Librarians Exert Quiet Influence Behind the Scenes


In preparation for my talk at the American Library Association conference in Las Vegas, NV on June 30th, I have been following the lead of my hosts and doing my research. It has been quite a learning journey so far.

The division that has invited me is called ALCTS  (pronounced “Alects”),  The Association for Library Collections and Technical Services. Their President, Genevieve Owens, is a true introverted leader who uses her quiet strengths to direct the Williamsburg, VA Regional Library. She told me ALCTS members are involved with Cataloging and Metadata, Acquisition and Ordering, Collecting and Managing Materials and Preservation.

Some of you may remember the blog post I wrote last year called Libraries (Quietly) Rock  about an encounter with a wonderful Archivist named Maxine Ducey (now retired) at The University of Wisconsin Center for Theater and Film Research. She was the careful guardian of  my Dad, Alvin Boretz’s script collection for  50 years.  Dad depended on librarians in a pre-internet age. They were his true research partners. These fine professionals will always have a special place in my heart for this and many other reasons. And as I learn more about the complex challenges today’s librarians face, my admiration only increases.

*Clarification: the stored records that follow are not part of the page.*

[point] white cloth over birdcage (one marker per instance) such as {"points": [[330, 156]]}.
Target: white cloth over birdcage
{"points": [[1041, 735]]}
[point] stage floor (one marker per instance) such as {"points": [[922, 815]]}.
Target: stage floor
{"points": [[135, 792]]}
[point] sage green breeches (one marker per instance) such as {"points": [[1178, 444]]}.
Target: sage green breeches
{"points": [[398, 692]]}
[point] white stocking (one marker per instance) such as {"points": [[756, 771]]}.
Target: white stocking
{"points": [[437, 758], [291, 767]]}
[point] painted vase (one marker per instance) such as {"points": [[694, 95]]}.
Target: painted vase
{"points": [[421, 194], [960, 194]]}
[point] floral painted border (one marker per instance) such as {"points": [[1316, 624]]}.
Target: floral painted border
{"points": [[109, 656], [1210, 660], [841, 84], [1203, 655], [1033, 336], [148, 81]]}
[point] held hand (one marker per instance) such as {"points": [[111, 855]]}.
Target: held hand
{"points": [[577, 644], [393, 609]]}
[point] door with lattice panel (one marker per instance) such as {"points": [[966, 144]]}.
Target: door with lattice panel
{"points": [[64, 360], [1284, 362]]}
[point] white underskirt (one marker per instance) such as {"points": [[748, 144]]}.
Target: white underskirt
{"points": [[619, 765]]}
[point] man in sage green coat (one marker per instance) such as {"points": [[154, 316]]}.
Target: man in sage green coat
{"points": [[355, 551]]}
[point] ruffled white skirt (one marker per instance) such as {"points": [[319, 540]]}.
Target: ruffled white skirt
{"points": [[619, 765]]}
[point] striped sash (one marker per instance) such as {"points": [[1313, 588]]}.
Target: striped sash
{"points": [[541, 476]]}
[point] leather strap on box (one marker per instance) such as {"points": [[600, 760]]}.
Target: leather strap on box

In my phone conversations with them, several have described their “behind the scenes roles.” David Miller, Head of Technical Services for the Levin Library at Curry College in Milton, MA  told me, “Our outcome is not visible. Like in theater, no one sees the designers and technicians but without them, the event doesn’t happen.” It seems to me that these professionals are the best example of Quiet Influence, making a real difference without a lot of fanfare.

Librarians are fighting for relevancy and want more tools to do so, Genevieve told me. Resources are not free and staff are needed to help us navigate the many data bases out there. Have you noticed coffee bars in libraries and community events taking place in your local library? These are all designed to meet the public where they are. The ALCTS members also told me that the biggest change is the shift to Linked Data and Metadata. New skill sets are needed for this movement away from the traditional catalog. In a day of tight budgets librarians are asking, “What practices do we want to keep?”  “What can be abandoned to build the collections we want? The library is a “growing organism,” David Miller said.